QUITO, Ecuador – An Ecuadorean judge ruled Monday in an epic environmental case that Chevron Corp. was responsible for oil drilling contamination in a wide swath of Ecuador's northern jungle and ordered the oil giant to pay $9.5 billion in damages and cleanup costs.
The amount — $8.6 billion plus a legally mandated 10 percent reparations fee — was far below the $27.3 billion award recommended by a court-appointed expert but appeared to be the highest damage award ever issued in an environmental lawsuit.

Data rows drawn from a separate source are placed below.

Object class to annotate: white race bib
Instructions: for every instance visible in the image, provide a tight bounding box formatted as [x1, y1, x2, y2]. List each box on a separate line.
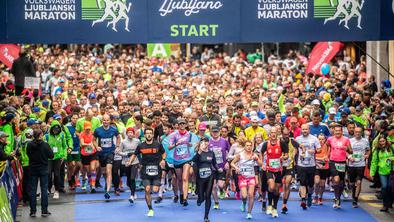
[145, 165, 159, 176]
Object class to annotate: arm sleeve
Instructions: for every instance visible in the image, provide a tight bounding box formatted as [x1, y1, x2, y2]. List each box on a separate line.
[370, 150, 379, 177]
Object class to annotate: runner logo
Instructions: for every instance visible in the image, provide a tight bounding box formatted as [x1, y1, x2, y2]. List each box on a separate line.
[82, 0, 132, 32]
[314, 0, 364, 29]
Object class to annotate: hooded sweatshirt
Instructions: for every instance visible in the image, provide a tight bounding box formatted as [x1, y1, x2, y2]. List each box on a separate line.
[26, 140, 54, 170]
[44, 120, 68, 160]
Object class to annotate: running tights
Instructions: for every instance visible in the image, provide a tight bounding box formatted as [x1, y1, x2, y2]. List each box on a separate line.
[197, 175, 213, 219]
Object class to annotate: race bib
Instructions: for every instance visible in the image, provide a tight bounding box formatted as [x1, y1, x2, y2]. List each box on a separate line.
[239, 166, 254, 177]
[335, 163, 346, 173]
[352, 152, 364, 162]
[282, 158, 291, 167]
[198, 167, 212, 179]
[213, 148, 223, 164]
[122, 157, 130, 165]
[269, 158, 280, 169]
[85, 146, 93, 154]
[145, 165, 159, 176]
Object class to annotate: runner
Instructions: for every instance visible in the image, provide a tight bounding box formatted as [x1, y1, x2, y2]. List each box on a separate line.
[93, 114, 120, 200]
[327, 124, 353, 208]
[127, 128, 166, 217]
[312, 134, 330, 205]
[296, 124, 321, 210]
[282, 126, 299, 214]
[79, 122, 99, 193]
[169, 118, 193, 206]
[261, 127, 289, 218]
[114, 128, 140, 203]
[66, 114, 81, 190]
[348, 126, 370, 208]
[208, 126, 230, 210]
[193, 138, 223, 222]
[231, 141, 263, 219]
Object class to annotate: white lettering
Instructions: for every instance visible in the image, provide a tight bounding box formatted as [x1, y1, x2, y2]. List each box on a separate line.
[159, 0, 223, 16]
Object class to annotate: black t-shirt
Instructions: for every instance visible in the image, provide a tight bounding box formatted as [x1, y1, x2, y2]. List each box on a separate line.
[193, 150, 218, 178]
[134, 140, 165, 179]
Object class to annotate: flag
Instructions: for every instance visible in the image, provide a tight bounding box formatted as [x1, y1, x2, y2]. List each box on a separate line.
[306, 42, 344, 75]
[0, 44, 20, 68]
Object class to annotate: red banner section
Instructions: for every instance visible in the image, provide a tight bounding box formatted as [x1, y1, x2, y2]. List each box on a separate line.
[0, 44, 20, 68]
[306, 42, 344, 75]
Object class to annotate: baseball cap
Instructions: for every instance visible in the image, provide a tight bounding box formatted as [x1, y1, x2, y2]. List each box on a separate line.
[27, 119, 38, 126]
[312, 99, 320, 106]
[250, 116, 259, 122]
[53, 114, 62, 120]
[211, 126, 219, 132]
[0, 131, 8, 138]
[88, 93, 97, 99]
[32, 106, 40, 113]
[198, 123, 207, 130]
[328, 107, 337, 115]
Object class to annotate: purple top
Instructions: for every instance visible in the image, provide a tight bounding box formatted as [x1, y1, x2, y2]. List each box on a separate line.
[208, 137, 230, 169]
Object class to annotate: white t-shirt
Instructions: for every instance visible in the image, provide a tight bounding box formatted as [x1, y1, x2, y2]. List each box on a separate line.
[348, 137, 369, 167]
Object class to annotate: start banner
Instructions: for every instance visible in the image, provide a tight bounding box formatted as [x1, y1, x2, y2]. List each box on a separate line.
[0, 0, 394, 43]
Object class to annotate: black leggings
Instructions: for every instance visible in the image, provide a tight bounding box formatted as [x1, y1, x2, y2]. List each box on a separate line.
[232, 170, 241, 193]
[112, 160, 138, 195]
[196, 175, 214, 219]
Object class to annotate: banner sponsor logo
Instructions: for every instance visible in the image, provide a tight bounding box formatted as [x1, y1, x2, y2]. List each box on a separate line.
[159, 0, 223, 16]
[314, 0, 365, 29]
[82, 0, 132, 32]
[257, 0, 309, 19]
[24, 0, 76, 20]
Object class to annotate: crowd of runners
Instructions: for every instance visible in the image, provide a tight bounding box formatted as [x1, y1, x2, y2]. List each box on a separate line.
[0, 45, 394, 221]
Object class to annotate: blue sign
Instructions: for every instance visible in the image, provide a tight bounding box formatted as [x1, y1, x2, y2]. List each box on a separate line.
[0, 0, 394, 43]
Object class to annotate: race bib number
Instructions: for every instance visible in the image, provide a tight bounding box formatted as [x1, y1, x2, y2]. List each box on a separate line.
[240, 166, 254, 177]
[282, 158, 291, 167]
[122, 157, 130, 165]
[335, 163, 346, 173]
[198, 167, 212, 178]
[100, 138, 112, 148]
[269, 158, 280, 169]
[145, 165, 159, 176]
[213, 148, 223, 164]
[85, 146, 93, 154]
[352, 152, 364, 162]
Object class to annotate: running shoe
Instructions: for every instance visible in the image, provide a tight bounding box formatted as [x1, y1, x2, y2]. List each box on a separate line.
[319, 197, 323, 206]
[75, 177, 81, 187]
[81, 180, 87, 191]
[261, 200, 267, 212]
[219, 190, 226, 200]
[282, 205, 288, 214]
[129, 195, 134, 204]
[241, 203, 246, 212]
[183, 200, 189, 207]
[104, 192, 111, 200]
[172, 196, 178, 203]
[312, 196, 319, 205]
[154, 197, 163, 204]
[307, 195, 312, 207]
[265, 205, 272, 215]
[301, 201, 307, 210]
[272, 209, 279, 218]
[235, 192, 241, 200]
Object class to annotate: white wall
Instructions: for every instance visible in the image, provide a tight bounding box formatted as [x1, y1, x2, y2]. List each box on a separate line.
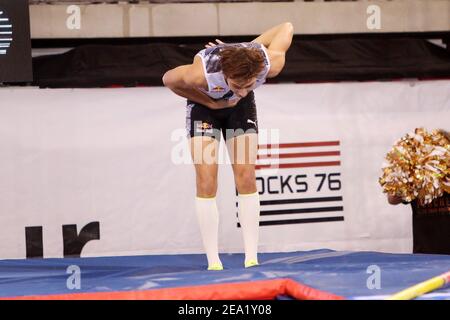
[30, 0, 450, 38]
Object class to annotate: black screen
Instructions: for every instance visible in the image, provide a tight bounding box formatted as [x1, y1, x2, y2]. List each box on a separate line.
[0, 0, 33, 82]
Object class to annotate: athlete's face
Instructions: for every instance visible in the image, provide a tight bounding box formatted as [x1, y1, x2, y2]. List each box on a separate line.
[227, 78, 256, 98]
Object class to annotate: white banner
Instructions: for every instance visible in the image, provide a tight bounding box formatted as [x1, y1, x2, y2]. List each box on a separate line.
[0, 81, 450, 259]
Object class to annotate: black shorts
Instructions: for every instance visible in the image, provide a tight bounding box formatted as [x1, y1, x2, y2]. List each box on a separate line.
[186, 91, 258, 140]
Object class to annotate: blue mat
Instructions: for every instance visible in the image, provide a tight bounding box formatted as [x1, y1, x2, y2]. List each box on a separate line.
[0, 250, 450, 299]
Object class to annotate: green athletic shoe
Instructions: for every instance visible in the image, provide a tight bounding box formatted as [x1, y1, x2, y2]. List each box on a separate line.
[208, 263, 223, 271]
[245, 260, 259, 268]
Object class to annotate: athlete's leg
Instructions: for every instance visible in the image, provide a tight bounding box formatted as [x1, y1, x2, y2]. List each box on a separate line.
[227, 133, 260, 267]
[186, 103, 223, 270]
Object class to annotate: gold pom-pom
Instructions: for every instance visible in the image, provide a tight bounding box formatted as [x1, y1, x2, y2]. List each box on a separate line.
[379, 128, 450, 205]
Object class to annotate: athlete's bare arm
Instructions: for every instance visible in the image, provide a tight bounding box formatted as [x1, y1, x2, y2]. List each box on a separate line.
[162, 56, 237, 109]
[252, 22, 294, 78]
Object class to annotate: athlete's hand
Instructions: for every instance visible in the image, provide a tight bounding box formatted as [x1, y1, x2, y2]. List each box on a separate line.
[208, 98, 241, 109]
[205, 39, 225, 48]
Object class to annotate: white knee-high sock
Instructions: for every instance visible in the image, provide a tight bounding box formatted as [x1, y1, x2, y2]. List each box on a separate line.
[238, 192, 259, 262]
[195, 197, 222, 267]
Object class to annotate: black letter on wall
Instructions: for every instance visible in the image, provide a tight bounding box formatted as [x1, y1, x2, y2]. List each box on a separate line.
[63, 221, 100, 257]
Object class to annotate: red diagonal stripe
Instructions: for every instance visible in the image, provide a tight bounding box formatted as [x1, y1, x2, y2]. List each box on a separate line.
[258, 141, 340, 149]
[258, 151, 341, 159]
[255, 161, 341, 170]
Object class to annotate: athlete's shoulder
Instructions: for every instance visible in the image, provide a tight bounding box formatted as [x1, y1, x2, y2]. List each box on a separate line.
[266, 49, 286, 78]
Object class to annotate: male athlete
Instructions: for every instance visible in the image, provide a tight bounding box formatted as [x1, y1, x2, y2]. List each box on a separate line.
[163, 22, 294, 270]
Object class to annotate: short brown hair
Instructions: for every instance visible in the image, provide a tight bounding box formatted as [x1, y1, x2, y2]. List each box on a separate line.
[220, 47, 264, 80]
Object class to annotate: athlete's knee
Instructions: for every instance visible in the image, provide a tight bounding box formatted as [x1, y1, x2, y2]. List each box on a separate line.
[235, 170, 256, 193]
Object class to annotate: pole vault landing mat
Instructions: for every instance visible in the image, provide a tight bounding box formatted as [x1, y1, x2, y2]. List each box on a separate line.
[0, 250, 450, 300]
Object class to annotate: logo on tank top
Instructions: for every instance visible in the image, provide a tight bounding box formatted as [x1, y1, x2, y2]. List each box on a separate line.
[195, 121, 213, 133]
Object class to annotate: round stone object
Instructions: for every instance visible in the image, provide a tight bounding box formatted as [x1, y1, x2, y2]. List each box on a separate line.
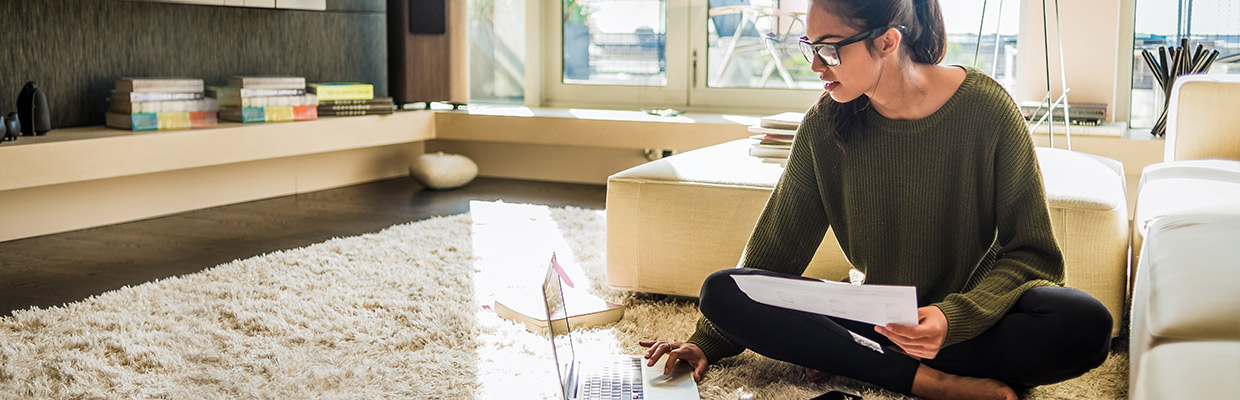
[409, 151, 477, 189]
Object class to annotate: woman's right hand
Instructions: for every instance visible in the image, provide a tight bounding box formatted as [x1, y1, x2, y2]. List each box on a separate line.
[637, 341, 711, 381]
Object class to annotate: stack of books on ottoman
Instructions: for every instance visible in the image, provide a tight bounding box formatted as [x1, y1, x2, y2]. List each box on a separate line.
[105, 78, 218, 130]
[310, 82, 396, 116]
[749, 113, 805, 165]
[207, 77, 319, 123]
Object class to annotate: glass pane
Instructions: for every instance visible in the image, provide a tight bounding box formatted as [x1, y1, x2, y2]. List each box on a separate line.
[563, 0, 667, 85]
[467, 0, 526, 103]
[1128, 0, 1240, 128]
[708, 0, 1019, 90]
[939, 0, 1021, 93]
[707, 0, 822, 89]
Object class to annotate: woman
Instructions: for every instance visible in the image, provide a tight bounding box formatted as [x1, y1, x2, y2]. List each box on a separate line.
[641, 0, 1111, 399]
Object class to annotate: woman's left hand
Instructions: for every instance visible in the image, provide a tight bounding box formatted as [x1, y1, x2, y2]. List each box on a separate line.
[874, 306, 947, 359]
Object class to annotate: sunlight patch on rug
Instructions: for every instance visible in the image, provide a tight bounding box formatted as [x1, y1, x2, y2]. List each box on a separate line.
[0, 202, 1127, 399]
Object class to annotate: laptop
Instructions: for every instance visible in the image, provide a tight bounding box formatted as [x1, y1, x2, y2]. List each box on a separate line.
[542, 254, 699, 400]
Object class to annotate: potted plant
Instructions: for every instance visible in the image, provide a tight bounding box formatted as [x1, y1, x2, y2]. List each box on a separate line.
[564, 0, 594, 79]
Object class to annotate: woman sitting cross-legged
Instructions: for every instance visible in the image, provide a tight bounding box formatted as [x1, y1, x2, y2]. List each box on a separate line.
[641, 0, 1111, 399]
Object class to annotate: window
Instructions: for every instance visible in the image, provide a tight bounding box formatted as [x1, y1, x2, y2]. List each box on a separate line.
[1130, 0, 1240, 129]
[466, 0, 526, 103]
[470, 0, 1019, 111]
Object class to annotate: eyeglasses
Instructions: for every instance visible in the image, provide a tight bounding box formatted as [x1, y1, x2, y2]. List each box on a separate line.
[797, 25, 904, 67]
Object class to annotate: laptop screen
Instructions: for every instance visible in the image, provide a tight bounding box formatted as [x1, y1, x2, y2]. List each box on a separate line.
[543, 254, 577, 399]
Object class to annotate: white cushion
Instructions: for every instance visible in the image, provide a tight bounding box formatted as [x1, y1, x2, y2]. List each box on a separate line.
[1128, 214, 1240, 386]
[1130, 342, 1240, 400]
[1143, 214, 1240, 344]
[1133, 160, 1240, 237]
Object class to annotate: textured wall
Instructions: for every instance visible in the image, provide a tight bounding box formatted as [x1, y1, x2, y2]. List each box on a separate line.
[0, 0, 388, 129]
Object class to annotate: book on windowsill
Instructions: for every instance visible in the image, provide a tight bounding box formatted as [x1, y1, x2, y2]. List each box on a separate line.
[749, 145, 792, 159]
[319, 98, 396, 108]
[105, 110, 218, 131]
[228, 76, 306, 89]
[108, 97, 218, 114]
[308, 82, 374, 100]
[219, 105, 319, 123]
[117, 77, 203, 93]
[319, 108, 396, 116]
[492, 287, 624, 332]
[758, 111, 805, 131]
[207, 87, 308, 107]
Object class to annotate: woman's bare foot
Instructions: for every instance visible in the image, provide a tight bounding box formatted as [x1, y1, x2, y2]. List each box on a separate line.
[913, 364, 1017, 400]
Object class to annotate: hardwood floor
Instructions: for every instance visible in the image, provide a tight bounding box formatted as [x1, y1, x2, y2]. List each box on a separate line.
[0, 178, 606, 316]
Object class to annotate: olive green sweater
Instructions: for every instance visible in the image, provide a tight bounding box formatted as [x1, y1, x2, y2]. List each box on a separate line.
[688, 68, 1064, 363]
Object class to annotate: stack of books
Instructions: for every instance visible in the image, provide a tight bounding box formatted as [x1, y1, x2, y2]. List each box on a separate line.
[105, 78, 218, 130]
[309, 82, 396, 116]
[1021, 102, 1106, 126]
[207, 77, 319, 123]
[749, 113, 805, 163]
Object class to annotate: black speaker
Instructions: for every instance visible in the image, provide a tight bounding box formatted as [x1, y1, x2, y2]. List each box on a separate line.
[17, 82, 52, 136]
[0, 113, 21, 141]
[387, 0, 465, 104]
[409, 0, 448, 35]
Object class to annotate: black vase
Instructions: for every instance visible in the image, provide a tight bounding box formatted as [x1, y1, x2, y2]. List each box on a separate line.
[17, 82, 52, 136]
[0, 113, 21, 141]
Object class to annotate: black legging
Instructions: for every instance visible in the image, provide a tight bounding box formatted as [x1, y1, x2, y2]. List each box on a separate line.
[699, 269, 1111, 394]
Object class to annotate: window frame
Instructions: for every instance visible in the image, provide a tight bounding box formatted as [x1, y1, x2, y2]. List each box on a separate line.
[538, 0, 821, 111]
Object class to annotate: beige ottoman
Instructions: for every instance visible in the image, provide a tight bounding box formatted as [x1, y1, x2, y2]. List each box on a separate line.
[1128, 213, 1240, 399]
[1035, 147, 1128, 336]
[606, 139, 851, 297]
[606, 139, 1128, 332]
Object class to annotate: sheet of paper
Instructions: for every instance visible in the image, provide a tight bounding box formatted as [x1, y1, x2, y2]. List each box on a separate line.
[732, 275, 918, 326]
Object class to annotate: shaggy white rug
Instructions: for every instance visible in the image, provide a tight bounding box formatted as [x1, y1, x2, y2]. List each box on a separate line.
[0, 203, 1127, 399]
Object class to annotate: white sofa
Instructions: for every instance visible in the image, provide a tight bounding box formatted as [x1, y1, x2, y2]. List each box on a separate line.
[1128, 76, 1240, 399]
[606, 139, 1130, 334]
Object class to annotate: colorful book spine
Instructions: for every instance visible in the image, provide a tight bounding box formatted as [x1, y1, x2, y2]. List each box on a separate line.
[228, 76, 306, 89]
[210, 89, 319, 107]
[112, 92, 203, 103]
[108, 98, 218, 113]
[107, 111, 218, 131]
[319, 109, 393, 116]
[219, 105, 319, 123]
[319, 98, 394, 109]
[309, 82, 374, 100]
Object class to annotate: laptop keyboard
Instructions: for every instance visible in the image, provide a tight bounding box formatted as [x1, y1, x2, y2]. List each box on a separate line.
[579, 357, 645, 400]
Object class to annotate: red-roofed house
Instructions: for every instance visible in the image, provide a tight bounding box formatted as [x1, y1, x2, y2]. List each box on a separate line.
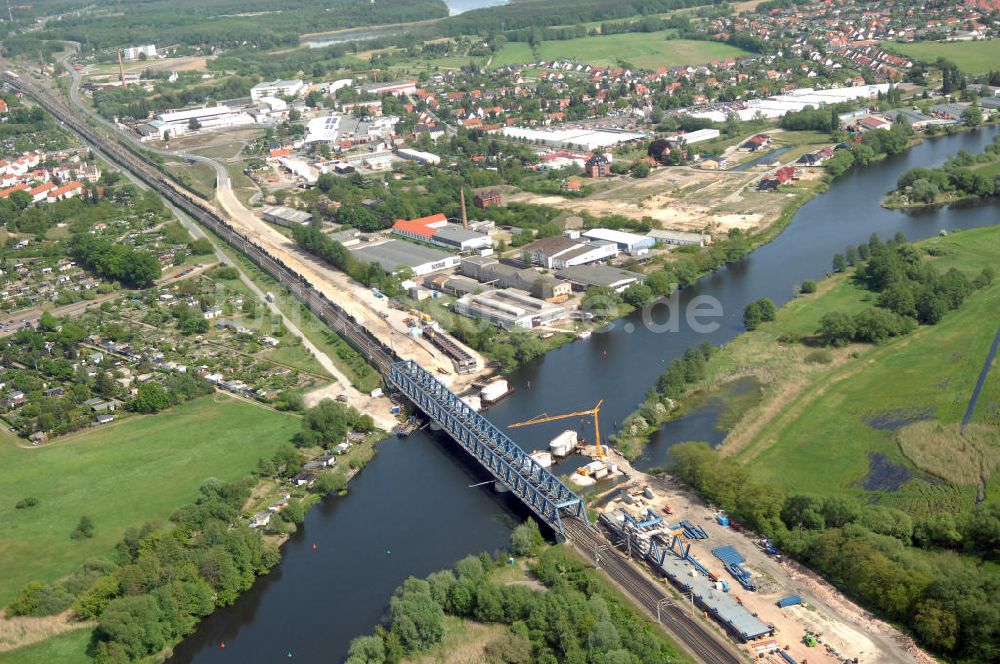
[28, 182, 56, 203]
[392, 213, 448, 242]
[0, 182, 29, 199]
[392, 213, 493, 251]
[48, 182, 83, 201]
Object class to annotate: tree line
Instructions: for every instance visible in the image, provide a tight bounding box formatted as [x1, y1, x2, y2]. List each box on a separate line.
[292, 224, 403, 297]
[347, 521, 680, 664]
[40, 0, 448, 56]
[670, 442, 1000, 662]
[6, 400, 371, 664]
[816, 234, 994, 347]
[896, 136, 1000, 205]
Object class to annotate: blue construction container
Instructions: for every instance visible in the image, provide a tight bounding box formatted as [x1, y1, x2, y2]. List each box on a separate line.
[778, 650, 799, 664]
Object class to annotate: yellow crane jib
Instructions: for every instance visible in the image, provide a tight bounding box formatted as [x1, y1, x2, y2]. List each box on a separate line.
[507, 399, 605, 459]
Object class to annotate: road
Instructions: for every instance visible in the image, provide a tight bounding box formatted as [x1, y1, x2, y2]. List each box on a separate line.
[15, 55, 743, 664]
[67, 61, 468, 388]
[564, 518, 745, 664]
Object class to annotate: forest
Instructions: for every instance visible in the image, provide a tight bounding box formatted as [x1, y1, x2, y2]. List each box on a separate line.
[40, 0, 448, 51]
[670, 442, 1000, 662]
[895, 137, 1000, 205]
[816, 235, 994, 347]
[347, 520, 680, 664]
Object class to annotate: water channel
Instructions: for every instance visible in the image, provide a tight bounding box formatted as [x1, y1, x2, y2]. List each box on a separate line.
[171, 127, 1000, 664]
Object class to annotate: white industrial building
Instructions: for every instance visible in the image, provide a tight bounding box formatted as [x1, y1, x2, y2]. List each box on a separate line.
[122, 44, 156, 60]
[304, 115, 340, 144]
[647, 228, 712, 247]
[156, 104, 255, 136]
[396, 148, 441, 166]
[667, 129, 720, 145]
[250, 79, 306, 101]
[583, 228, 656, 256]
[278, 157, 319, 184]
[521, 235, 619, 270]
[501, 127, 646, 152]
[452, 288, 566, 330]
[351, 240, 462, 277]
[689, 83, 889, 122]
[261, 205, 312, 227]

But whether the plaintiffs — including indigenous groups who say their hunting and fishing grounds in Amazon River headwaters were decimated by toxic wastewater that also raised the cancer rate — can collect remains to be seen.
In a statement, Chevron called the decision "illegitimate and unenforceable" and said it would appeal. It has long contended it could never get a fair trial in Ecuador and has removed all assets from this politically volatile Andean country, whose leftist president, Rafael Correa, had voiced support for the plaintiffs.
Chevron, which earned $19.1 billion last year, said it did not believe the judgment "enforceable in any court that observes the rule of law."
Company spokesman Kent Robertson told The Associated Press that "the evidence of fraud on the part of the plaintiffs' lawyers is overwhelming."
"We intend to see that the perpetrators of this fraud are held accounable for their misconduct," he added in an e-mail exchange.
The marathon, high-stakes case, fraught with corporate espionage and geopolitical intrigue, has been winding its way through U.S. and Ecuadorean courts for more than 17 years but has in recent years turned into an unusually acrimonious legal slugfest.